My father just went along for the ride.
At the age of 18, after barely graduating high school (due to boredom),
I left the very next day, in 1988, in my parents tiny truck with a friends
brother in tow, and moved to Los Angeles from Oregon. I moved to the literal, on a map, this is it
Los Angeles. We started out as four in a
1-bedroom which turned into six, living in the “Spanish area” which had the
Korean police department about 3 blocks away.
It was quite a change from what I grew up with, but I was ready for
it. I wanted to go out and experience life. I assure you, I did. I got a job at a record store, part time, and
barely made enough to eat…but, I didn’t care, I was free.

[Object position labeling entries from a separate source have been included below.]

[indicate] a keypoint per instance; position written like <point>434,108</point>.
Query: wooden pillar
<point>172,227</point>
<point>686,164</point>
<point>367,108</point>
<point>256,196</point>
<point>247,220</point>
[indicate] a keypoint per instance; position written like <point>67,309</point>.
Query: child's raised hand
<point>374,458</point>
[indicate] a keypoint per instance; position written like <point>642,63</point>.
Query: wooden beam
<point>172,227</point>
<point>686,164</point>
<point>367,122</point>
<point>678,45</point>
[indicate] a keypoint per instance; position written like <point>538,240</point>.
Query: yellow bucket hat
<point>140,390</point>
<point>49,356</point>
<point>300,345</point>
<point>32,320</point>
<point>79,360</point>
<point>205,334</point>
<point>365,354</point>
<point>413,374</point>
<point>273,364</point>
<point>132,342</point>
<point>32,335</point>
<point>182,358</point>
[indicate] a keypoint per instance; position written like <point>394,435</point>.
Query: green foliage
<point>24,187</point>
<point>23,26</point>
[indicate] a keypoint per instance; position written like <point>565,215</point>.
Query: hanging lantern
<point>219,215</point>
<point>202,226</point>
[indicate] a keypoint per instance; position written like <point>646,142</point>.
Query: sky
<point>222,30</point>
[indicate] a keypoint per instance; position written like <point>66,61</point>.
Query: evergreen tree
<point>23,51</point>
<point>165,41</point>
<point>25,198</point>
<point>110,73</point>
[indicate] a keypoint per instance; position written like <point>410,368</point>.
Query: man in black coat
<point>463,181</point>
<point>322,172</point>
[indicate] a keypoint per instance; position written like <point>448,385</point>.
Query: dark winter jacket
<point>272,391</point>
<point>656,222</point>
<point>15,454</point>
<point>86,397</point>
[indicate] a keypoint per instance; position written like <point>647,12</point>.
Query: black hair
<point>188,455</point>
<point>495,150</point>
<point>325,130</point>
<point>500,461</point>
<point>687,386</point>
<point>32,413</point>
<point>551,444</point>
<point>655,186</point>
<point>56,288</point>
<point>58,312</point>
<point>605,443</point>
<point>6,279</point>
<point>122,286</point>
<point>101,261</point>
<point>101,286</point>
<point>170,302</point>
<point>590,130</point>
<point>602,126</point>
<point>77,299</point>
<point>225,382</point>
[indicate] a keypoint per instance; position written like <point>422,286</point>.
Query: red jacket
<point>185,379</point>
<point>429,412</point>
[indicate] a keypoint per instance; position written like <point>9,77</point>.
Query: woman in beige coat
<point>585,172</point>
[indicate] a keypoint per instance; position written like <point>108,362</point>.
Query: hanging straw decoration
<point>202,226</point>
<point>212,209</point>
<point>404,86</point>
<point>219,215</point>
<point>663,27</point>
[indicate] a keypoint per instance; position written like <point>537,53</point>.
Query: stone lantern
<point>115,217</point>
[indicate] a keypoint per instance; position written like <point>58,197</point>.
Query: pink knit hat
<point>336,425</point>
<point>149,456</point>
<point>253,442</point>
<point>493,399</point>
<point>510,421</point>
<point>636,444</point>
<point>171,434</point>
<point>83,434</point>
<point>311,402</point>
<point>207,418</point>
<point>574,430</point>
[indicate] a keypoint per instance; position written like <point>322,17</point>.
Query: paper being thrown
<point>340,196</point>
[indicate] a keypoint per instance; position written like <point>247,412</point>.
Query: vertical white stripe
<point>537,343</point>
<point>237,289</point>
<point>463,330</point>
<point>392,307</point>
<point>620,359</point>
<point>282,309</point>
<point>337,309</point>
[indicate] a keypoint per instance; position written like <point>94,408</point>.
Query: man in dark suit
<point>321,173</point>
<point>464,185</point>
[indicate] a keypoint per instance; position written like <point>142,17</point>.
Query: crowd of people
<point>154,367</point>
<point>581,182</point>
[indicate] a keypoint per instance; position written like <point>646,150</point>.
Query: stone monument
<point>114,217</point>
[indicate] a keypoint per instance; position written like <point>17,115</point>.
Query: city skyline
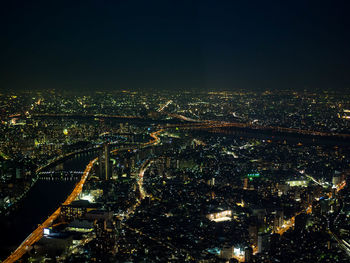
<point>182,45</point>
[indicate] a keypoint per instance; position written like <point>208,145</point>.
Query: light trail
<point>37,234</point>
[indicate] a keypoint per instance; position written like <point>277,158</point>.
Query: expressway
<point>37,234</point>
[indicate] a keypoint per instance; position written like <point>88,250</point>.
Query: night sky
<point>179,45</point>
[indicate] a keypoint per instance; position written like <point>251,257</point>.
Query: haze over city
<point>174,131</point>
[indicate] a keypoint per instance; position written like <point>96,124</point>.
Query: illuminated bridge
<point>60,175</point>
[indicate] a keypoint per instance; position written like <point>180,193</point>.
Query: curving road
<point>37,234</point>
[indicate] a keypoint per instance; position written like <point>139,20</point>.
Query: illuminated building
<point>76,209</point>
<point>263,242</point>
<point>106,236</point>
<point>225,215</point>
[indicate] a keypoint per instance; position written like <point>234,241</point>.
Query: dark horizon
<point>175,45</point>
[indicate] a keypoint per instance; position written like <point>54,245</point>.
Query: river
<point>42,200</point>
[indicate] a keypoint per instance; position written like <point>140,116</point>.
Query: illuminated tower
<point>107,165</point>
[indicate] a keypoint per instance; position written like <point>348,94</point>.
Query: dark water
<point>42,200</point>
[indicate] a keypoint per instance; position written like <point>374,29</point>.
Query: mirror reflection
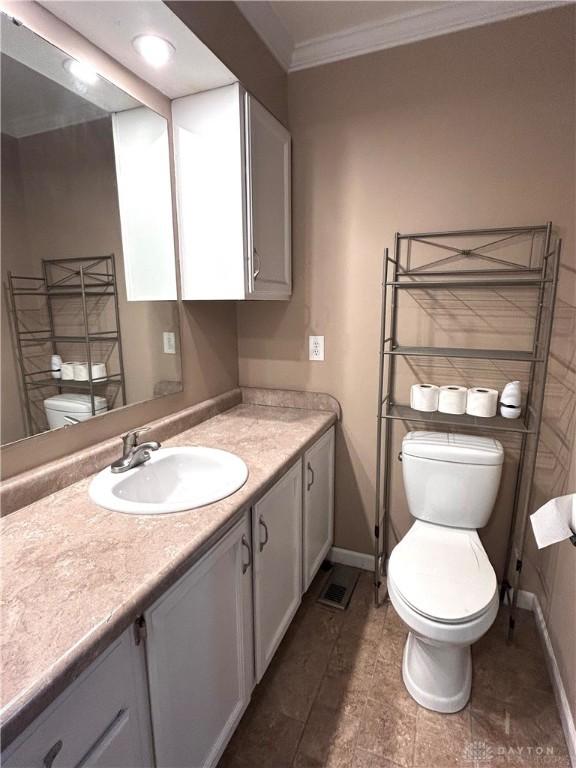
<point>89,317</point>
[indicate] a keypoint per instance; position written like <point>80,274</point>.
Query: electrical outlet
<point>169,339</point>
<point>316,347</point>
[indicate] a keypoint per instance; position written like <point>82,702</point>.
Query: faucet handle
<point>130,439</point>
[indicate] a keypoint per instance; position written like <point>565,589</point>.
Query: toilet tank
<point>451,479</point>
<point>61,409</point>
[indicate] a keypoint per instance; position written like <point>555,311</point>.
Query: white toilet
<point>440,580</point>
<point>68,409</point>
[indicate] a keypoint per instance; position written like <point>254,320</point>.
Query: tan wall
<point>15,257</point>
<point>223,28</point>
<point>207,330</point>
<point>473,129</point>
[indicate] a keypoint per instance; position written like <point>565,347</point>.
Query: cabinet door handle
<point>257,265</point>
<point>52,753</point>
<point>311,471</point>
<point>263,524</point>
<point>247,565</point>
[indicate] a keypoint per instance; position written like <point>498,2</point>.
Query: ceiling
<point>113,25</point>
<point>307,33</point>
<point>38,94</point>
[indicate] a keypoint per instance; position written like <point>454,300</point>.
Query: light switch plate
<point>169,340</point>
<point>316,347</point>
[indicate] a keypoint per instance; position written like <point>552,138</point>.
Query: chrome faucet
<point>134,454</point>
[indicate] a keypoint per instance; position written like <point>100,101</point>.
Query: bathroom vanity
<point>157,628</point>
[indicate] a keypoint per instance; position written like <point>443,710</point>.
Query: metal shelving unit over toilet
<point>466,260</point>
<point>86,279</point>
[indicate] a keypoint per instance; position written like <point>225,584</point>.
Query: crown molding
<point>397,30</point>
<point>270,28</point>
<point>409,28</point>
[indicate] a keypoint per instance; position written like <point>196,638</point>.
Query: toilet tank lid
<point>75,403</point>
<point>460,449</point>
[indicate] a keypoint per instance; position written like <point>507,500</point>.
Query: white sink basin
<point>174,479</point>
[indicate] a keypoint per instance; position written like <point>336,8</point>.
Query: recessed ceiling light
<point>81,71</point>
<point>155,50</point>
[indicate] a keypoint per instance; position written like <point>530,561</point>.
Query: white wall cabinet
<point>318,505</point>
<point>102,720</point>
<point>277,536</point>
<point>233,192</point>
<point>141,150</point>
<point>200,655</point>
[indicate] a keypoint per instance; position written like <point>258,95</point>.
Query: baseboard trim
<point>568,725</point>
<point>526,600</point>
<point>349,557</point>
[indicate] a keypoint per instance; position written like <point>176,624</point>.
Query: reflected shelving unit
<point>36,301</point>
<point>503,264</point>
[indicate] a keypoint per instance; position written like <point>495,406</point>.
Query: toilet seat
<point>443,573</point>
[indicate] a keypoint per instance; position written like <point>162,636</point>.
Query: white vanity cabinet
<point>187,675</point>
<point>233,192</point>
<point>200,655</point>
<point>318,505</point>
<point>277,536</point>
<point>102,719</point>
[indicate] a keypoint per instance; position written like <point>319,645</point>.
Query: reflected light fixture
<point>81,71</point>
<point>155,50</point>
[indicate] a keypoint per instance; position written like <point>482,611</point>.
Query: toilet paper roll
<point>511,394</point>
<point>482,401</point>
<point>510,411</point>
<point>99,371</point>
<point>67,370</point>
<point>81,371</point>
<point>555,521</point>
<point>424,397</point>
<point>452,399</point>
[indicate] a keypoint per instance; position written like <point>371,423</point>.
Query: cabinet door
<point>318,518</point>
<point>200,655</point>
<point>268,194</point>
<point>102,719</point>
<point>277,536</point>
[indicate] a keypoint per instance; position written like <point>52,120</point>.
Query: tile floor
<point>333,697</point>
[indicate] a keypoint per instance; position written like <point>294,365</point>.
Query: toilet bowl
<point>65,409</point>
<point>444,589</point>
<point>440,579</point>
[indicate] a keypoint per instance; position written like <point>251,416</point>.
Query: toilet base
<point>437,675</point>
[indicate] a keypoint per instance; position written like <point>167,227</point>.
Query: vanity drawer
<point>100,720</point>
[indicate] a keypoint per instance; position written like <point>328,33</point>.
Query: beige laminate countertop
<point>74,575</point>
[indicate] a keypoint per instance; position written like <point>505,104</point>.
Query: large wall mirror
<point>89,317</point>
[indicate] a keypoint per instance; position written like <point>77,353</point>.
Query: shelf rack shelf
<point>64,279</point>
<point>453,261</point>
<point>496,423</point>
<point>519,356</point>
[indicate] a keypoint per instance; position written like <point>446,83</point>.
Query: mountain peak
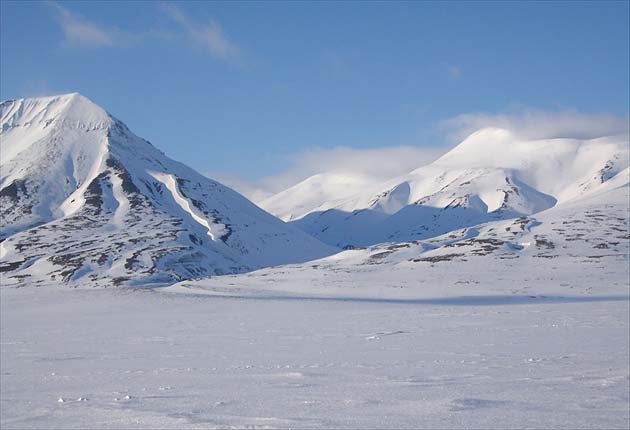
<point>71,110</point>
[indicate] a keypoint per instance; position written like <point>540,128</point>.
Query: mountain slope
<point>83,199</point>
<point>579,247</point>
<point>491,175</point>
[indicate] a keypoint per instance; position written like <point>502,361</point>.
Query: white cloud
<point>540,124</point>
<point>80,32</point>
<point>209,36</point>
<point>380,164</point>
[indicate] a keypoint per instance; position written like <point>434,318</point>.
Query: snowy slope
<point>83,199</point>
<point>575,247</point>
<point>313,192</point>
<point>491,175</point>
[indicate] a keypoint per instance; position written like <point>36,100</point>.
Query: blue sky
<point>246,89</point>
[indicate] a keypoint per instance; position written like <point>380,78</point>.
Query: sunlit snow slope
<point>492,175</point>
<point>84,200</point>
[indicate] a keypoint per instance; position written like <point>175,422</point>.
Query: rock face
<point>492,175</point>
<point>84,200</point>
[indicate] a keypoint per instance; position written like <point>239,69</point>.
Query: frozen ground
<point>290,361</point>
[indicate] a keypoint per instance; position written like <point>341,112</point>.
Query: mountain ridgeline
<point>85,201</point>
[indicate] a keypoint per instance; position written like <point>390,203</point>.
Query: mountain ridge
<point>83,199</point>
<point>490,175</point>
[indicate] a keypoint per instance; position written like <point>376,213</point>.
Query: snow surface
<point>490,175</point>
<point>493,290</point>
<point>519,323</point>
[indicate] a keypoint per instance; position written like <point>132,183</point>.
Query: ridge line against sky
<point>255,93</point>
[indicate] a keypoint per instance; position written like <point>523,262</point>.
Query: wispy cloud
<point>540,124</point>
<point>78,31</point>
<point>209,36</point>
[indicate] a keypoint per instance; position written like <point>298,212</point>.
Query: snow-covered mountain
<point>492,175</point>
<point>313,192</point>
<point>84,200</point>
<point>578,247</point>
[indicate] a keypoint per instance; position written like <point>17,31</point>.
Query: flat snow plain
<point>417,349</point>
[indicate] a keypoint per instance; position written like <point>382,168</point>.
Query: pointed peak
<point>69,110</point>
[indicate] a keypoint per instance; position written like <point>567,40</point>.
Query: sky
<point>262,94</point>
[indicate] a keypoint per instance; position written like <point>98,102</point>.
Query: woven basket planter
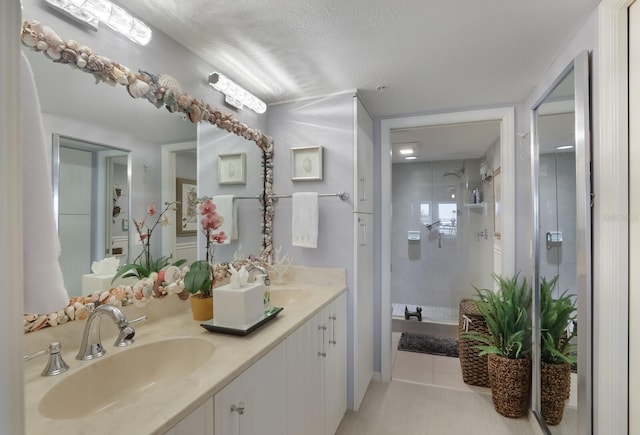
<point>474,366</point>
<point>555,383</point>
<point>510,385</point>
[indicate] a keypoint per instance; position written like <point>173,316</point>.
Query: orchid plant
<point>200,278</point>
<point>144,264</point>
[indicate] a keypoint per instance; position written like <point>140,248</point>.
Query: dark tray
<point>269,314</point>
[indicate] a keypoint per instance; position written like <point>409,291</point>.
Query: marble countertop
<point>169,318</point>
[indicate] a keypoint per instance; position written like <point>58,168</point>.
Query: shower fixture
<point>459,173</point>
<point>432,224</point>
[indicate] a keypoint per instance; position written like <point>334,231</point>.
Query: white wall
<point>327,122</point>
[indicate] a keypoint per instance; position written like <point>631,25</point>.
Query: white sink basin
<point>289,297</point>
<point>119,379</point>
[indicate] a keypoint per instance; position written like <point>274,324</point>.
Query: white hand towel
<point>227,207</point>
<point>44,290</point>
<point>304,219</point>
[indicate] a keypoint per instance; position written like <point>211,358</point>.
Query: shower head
<point>432,224</point>
<point>459,173</point>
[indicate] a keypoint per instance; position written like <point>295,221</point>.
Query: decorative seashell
<point>52,37</point>
<point>195,115</point>
<point>68,55</point>
<point>173,288</point>
<point>74,45</point>
<point>70,312</point>
<point>54,53</point>
<point>95,63</point>
<point>167,82</point>
<point>172,274</point>
<point>52,319</point>
<point>30,317</point>
<point>138,88</point>
<point>82,313</point>
<point>38,324</point>
<point>62,317</point>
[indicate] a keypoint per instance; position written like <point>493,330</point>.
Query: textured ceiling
<point>431,55</point>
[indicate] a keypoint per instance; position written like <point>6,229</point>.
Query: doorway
<point>503,241</point>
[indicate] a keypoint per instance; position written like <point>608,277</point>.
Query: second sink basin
<point>289,297</point>
<point>114,381</point>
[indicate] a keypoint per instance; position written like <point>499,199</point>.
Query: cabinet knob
<point>239,408</point>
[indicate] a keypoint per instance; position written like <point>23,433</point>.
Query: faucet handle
<point>56,364</point>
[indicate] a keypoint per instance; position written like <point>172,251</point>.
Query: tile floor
<point>427,396</point>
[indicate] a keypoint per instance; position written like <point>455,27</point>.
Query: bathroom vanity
<point>287,377</point>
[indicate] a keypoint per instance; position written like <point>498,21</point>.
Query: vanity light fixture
<point>235,94</point>
<point>92,12</point>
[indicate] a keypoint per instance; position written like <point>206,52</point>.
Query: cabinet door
<point>305,379</point>
<point>199,422</point>
<point>363,307</point>
<point>255,402</point>
<point>336,364</point>
<point>363,139</point>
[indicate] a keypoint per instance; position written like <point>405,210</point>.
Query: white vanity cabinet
<point>199,422</point>
<point>316,355</point>
<point>255,402</point>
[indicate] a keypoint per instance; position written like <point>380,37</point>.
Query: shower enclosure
<point>442,237</point>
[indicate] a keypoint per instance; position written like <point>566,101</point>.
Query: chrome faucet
<point>55,364</point>
<point>262,270</point>
<point>91,346</point>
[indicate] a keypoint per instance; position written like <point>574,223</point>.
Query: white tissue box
<point>238,307</point>
<point>92,282</point>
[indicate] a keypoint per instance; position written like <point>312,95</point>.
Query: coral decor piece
<point>139,293</point>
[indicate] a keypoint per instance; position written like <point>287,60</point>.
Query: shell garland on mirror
<point>160,90</point>
<point>140,293</point>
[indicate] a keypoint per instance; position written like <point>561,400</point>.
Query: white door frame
<point>611,223</point>
<point>506,116</point>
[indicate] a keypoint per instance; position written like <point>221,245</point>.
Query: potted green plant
<point>557,353</point>
<point>144,265</point>
<point>506,312</point>
<point>200,278</point>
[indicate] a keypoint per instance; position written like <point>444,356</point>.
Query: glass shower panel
<point>454,252</point>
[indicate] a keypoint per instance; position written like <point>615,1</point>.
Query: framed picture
<point>497,200</point>
<point>306,163</point>
<point>187,207</point>
<point>232,168</point>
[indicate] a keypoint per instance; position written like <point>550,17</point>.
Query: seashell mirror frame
<point>160,90</point>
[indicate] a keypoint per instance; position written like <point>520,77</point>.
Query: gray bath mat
<point>422,343</point>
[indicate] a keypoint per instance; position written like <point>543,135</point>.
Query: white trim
<point>11,230</point>
<point>610,224</point>
<point>507,162</point>
<point>168,171</point>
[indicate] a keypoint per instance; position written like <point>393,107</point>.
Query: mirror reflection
<point>561,367</point>
<point>229,172</point>
<point>91,189</point>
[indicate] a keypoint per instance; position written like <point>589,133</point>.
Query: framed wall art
<point>232,168</point>
<point>306,163</point>
<point>187,207</point>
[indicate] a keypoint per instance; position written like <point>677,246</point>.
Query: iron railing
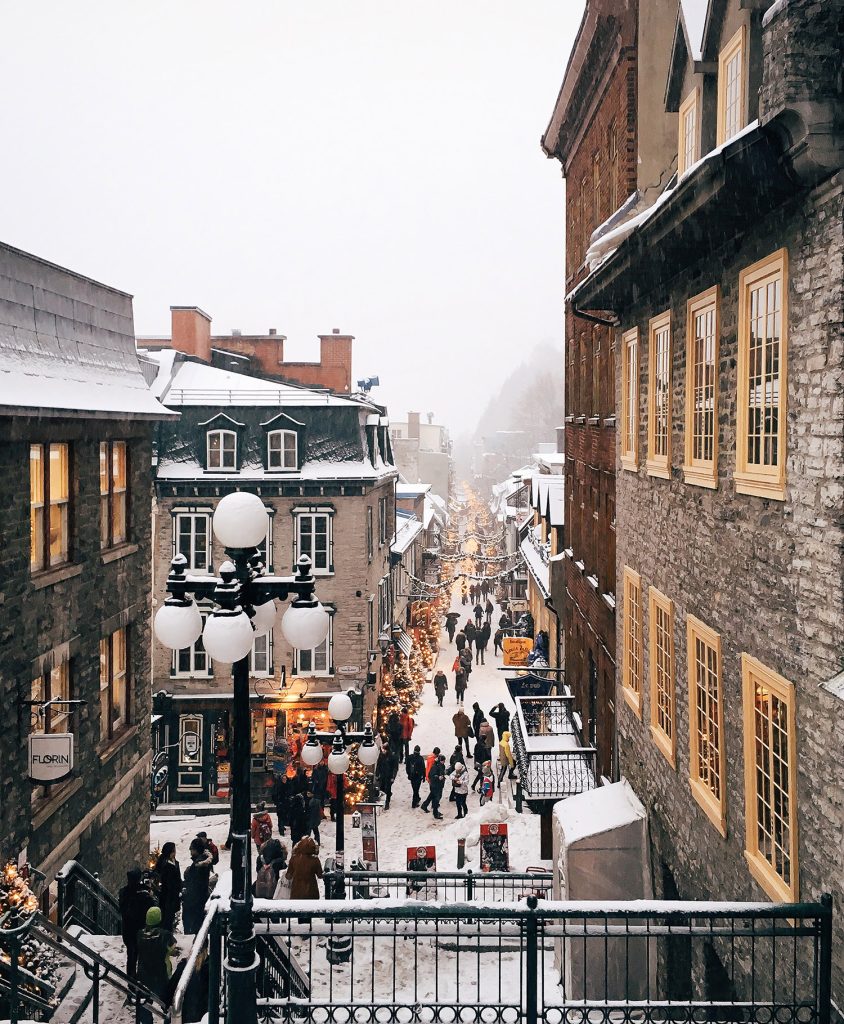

I lived and worked in a grimy area of the
city, but for the first time in my life I felt like I could breathe.
One of my friends and I
moved to another apartment in the south part of Downtown Los Angeles a couple
of months later – this time it was three in a studio, near the Los Angeles
River and the Jewelry District. I was in
Los Angeles for a total of six months.
The amount of things I experienced in this time was enough to write a
small book, and I’m grateful to this day for that. I wouldn’t change the being broke and not
getting enough to eat, missing out on a crazy rave (and what would have been my
first and only experience with heavy drugs) because my instincts took over,
meeting a man I adored only to find out he practiced Voodoo and wanted a wife
to compliment him, or the number of people I met that I’m still in touch with
to this day. I found myself in Los
Angeles. I woke up. I realized that I didn’t have to be what I
was molded to be. I realized I could be
who I was born to be, which was far from what I was “trained” to become.
I bought myself a ring in
the jewelry district about a month before moving back home to Portland. I wore it on my ring finger for years – a
solid gold wedding band. I married
myself in Los Angeles, and told myself this when I put it on. I gave into myself and found myself, and I
wouldn’t change that experience for the world…and I know I’m blessed because so
many others aren’t allowed to experience life once they turn “of age”.